The graphs of Fig. 7B enable a better understanding of the general dependence of the brightness estimates on eccentricity. More detailed analysis of Fig. 7B reveals significant inter-subject variability in the peripheral perception of brightness. In participant F2, the data for R-, G-, and B-stimuli were similar to each other, and the maximal V-values were obtained at eccentricity of 60°. At the extreme periphery of 95°, most V-estimates were noticeably higher than the estimates of central stimuli. In participant F1, the data for R-, G-, and B-stimuli appeared to be essentially different; the stimulus eccentricities for the largest V-values varied in the range of 40°–80°. The difference between V-values at the extreme periphery and in the central region was small barring the cases of the two upper curves for the blue test stimuli. The data for participants M1 and M2 had their own peculiarities, but also demonstrated a general increase in V-values with increasing eccentricity to 40°–80° and a decrease after reaching the maximum value.

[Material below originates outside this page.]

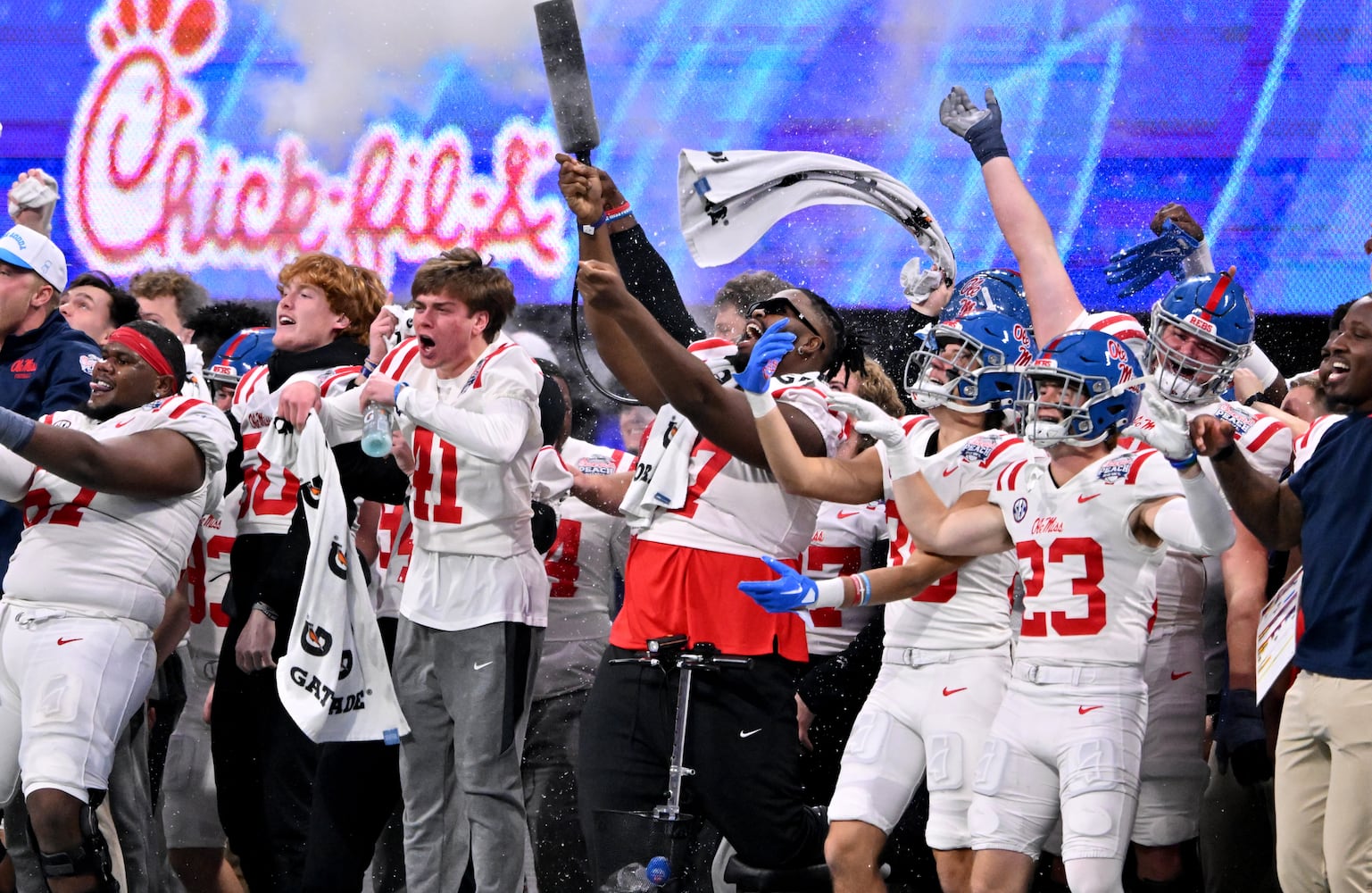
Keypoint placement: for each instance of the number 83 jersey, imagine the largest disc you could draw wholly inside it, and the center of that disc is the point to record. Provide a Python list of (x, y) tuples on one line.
[(1088, 582), (104, 553)]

One could propose various explanations for the described general shape of the curves and their inter-individual variability. However, it seems premature to do this now, taking into account the limited amount of the data obtained, which is insufficient for thorough analysis although sufficient for certain definite conclusions. One of the evident conclusions is the need to assess the contribution of rods and maybe of ipRGCs to color perception, since the HSV color system appeared to be inappropriate for quantitative representation of the whole variety of the perceived colors.
Saturation of the peripheral stimuli, S-estimates
The data on saturation of the peripheral stimuli obtained in the main series of our experiments are presented in Fig. 8.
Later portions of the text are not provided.